Aud5: privacy work. They're preparing a demo to make sure everyone's aware. PB3

Convener: There'll be an enormous amount of uptake on this. The question is - even though it might be too late now, we should do it.

Aud6: text suggests in shibboleth... last part says: 'every time you will enter this service'.

Convener: 45 pages are too much. 200 characters is good. Can we agree on that?

Aud7: Once you accept the remember consent: hash value lasts for 3 years unless you change the attributes/the service?

Aud8: Do you have a 100% beautiful answer to this? Do you get good service descriptions and how?

Convener: We negotiate them with service providers on the phone or by email. We discuss it and we cook it down a lot. It’s a challenge but it's a way to fight the 45 pages long consents.

Aud9: isn't in some cases the purpose different? From org to org, there are other purposes.

Aud10: if you're doing a proxy, in the case of DARIAH. Should influence the amount of characters

Aggregation point - in some cases you don’t have one.

There could be different consents

Kantara: user-consent receipts

Convener 2: Mads

More technical issue: consent as a service

Deployment for WAYF

Had trouble finding software that integrates this into the hub. Solution: making consent a service:

  • Normally you would send the final consent from the IDP to the service
  • Send it to the consent service and set-up
  • -          Thought of this because we had requirements regarding the consent page

  • Send them to the consent service. Sometimes it could be an IDP, sometimes a user-selected service.


It would be simple to integrate this on every software on the planet, they use some kind of template when they’re sending it to the SP - instead send it to consent service -> once the consent was saved -> pass it on the real SP

Aud1:

The institution itself could run?

How is the consent actually going to enforce the attribute policy? Let’s assume the user can pick and choose on a bundle that is not fixed.

Convener:

We only allow what the user consumes.

Decision points we had to make: either you place this consent in between data (the IDP doesn’t see more than is consented; IDP=protocol transformer)

What happens if the user says no?

  • Depends on the consent service. Basically, the cons service is the proxy. May have access to metadata.


Scenario: where you’ll never get a response?

  • If user does not accept -> no response.

If not encrypted, the consent service won’t fit.

Convener: you can’t show the actual data to the user

Aud2: discussion of necessity: won’t be necessary to the service if you put it there optionally solving of problem in WAVE: where we have these optional attributes

Aud3: why separate it out of WAVE?

Convener: we don’t want to have it integrated into everything. We had it in the beginning but don’t have any way to disconnect it again

They don’t care about the style. They care about what’s on top of the page.

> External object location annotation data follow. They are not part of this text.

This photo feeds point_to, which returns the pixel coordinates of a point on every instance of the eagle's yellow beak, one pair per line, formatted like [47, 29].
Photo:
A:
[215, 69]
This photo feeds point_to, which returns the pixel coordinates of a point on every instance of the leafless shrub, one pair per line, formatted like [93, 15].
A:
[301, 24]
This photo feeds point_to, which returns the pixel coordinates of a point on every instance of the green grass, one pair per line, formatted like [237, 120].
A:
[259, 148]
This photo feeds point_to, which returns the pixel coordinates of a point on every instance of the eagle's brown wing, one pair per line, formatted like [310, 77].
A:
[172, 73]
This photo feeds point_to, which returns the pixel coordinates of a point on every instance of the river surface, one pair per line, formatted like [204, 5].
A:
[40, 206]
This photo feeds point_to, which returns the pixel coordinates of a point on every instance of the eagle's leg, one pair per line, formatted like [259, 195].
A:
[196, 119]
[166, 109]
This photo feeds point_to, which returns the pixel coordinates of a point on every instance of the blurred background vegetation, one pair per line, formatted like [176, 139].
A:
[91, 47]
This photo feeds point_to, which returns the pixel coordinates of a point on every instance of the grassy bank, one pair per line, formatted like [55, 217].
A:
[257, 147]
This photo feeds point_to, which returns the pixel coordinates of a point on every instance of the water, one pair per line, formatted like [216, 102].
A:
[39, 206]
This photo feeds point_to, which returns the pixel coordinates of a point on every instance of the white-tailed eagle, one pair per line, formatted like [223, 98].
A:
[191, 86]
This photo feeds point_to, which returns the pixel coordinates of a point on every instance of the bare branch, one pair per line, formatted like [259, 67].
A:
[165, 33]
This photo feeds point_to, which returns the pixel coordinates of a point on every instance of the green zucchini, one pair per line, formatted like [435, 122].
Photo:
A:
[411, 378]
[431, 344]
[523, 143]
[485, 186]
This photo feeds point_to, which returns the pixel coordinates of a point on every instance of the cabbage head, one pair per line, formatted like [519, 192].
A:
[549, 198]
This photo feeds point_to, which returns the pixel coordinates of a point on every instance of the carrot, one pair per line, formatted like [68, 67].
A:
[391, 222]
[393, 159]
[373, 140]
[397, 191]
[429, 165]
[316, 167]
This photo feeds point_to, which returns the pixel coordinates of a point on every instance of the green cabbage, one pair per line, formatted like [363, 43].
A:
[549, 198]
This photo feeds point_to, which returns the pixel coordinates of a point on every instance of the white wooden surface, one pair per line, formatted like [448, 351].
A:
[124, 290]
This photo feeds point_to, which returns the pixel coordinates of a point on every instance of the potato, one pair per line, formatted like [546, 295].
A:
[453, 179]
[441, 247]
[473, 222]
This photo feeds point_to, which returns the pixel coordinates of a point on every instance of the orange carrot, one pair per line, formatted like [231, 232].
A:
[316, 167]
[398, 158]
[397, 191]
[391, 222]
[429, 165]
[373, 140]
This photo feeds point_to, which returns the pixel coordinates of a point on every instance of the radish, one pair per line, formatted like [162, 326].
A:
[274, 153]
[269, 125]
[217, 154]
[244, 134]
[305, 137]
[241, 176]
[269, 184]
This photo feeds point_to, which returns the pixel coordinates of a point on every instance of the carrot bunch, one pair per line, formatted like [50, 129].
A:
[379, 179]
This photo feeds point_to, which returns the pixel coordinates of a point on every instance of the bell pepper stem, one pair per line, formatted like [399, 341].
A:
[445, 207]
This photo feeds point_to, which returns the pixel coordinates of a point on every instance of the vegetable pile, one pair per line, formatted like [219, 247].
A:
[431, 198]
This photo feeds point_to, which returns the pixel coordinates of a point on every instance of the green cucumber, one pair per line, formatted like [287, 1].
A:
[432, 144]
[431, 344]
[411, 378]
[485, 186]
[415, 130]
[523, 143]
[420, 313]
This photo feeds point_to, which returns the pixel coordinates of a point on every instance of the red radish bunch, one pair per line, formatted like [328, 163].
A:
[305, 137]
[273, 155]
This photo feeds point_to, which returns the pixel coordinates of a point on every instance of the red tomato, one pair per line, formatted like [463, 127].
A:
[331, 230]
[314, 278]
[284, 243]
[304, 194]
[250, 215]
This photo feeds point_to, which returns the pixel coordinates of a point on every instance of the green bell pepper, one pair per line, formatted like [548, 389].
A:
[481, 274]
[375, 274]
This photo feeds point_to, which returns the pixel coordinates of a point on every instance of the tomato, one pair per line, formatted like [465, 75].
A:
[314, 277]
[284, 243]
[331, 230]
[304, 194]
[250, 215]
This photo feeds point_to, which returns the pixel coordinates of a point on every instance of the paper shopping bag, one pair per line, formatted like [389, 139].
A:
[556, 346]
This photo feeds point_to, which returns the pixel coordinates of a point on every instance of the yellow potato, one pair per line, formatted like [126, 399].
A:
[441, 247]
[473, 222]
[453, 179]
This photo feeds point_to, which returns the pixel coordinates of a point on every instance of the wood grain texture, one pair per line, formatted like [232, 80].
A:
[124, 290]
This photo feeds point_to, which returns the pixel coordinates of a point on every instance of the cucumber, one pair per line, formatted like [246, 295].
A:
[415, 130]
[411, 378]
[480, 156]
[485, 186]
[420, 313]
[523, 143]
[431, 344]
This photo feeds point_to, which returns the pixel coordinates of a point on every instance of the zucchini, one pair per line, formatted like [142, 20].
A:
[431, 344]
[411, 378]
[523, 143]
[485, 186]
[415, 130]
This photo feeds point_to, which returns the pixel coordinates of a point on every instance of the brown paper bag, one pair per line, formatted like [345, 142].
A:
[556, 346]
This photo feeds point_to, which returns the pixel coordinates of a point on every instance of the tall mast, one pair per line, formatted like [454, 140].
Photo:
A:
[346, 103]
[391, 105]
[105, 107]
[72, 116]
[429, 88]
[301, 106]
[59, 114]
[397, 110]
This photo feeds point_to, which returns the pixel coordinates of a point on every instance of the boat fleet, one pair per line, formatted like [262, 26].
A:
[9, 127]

->Private keys for specific domains.

Aud4: what if we had to do this in a discovery kind of fashion?

Convener: you could say this is ‚cheating‘. You send it to another destination.

Aud5: IDP administrates

Should be sent. The service really needs other stuff. I won’t allow it to add extra attributes.

User wants service.

Aud6: you don’t want to do yes or no but fine-grained stuff. It’s there but not a useful service as a concept

Aud7: question of responsibility - release policy. We take 100% resp., we don’t leave any chance to the users to…

Aud8: outside of country/contract - storing data. You could claim it’s the SP side but they’re thinking quite differently.

Definitely not the same entities.

Such a scenario would be interesting. Another: 1 consent screen is used to show both entity 1 and 2

Aud9: X has Danish users for accessing… has to do the accounting. He will do the mapping. Whether it will work or not, is his thing

  • Have a problem with releasing attributes.
  • Per attribute per IDP bases
  • Tested it in our own service.
  • Completely confused what’s going on -> suspicion cause they asked so much consent (although they asked normal stuff)


Aud10:
Estonian data protection agency: consent is invalid in this case because it has to be freely given. But in this case you’re not freely given the consent.

Aud11: experiment: come back and say: why can’t I just consent for all the providers. At a day, they use up to 10 services, they don’t want to consent each time again.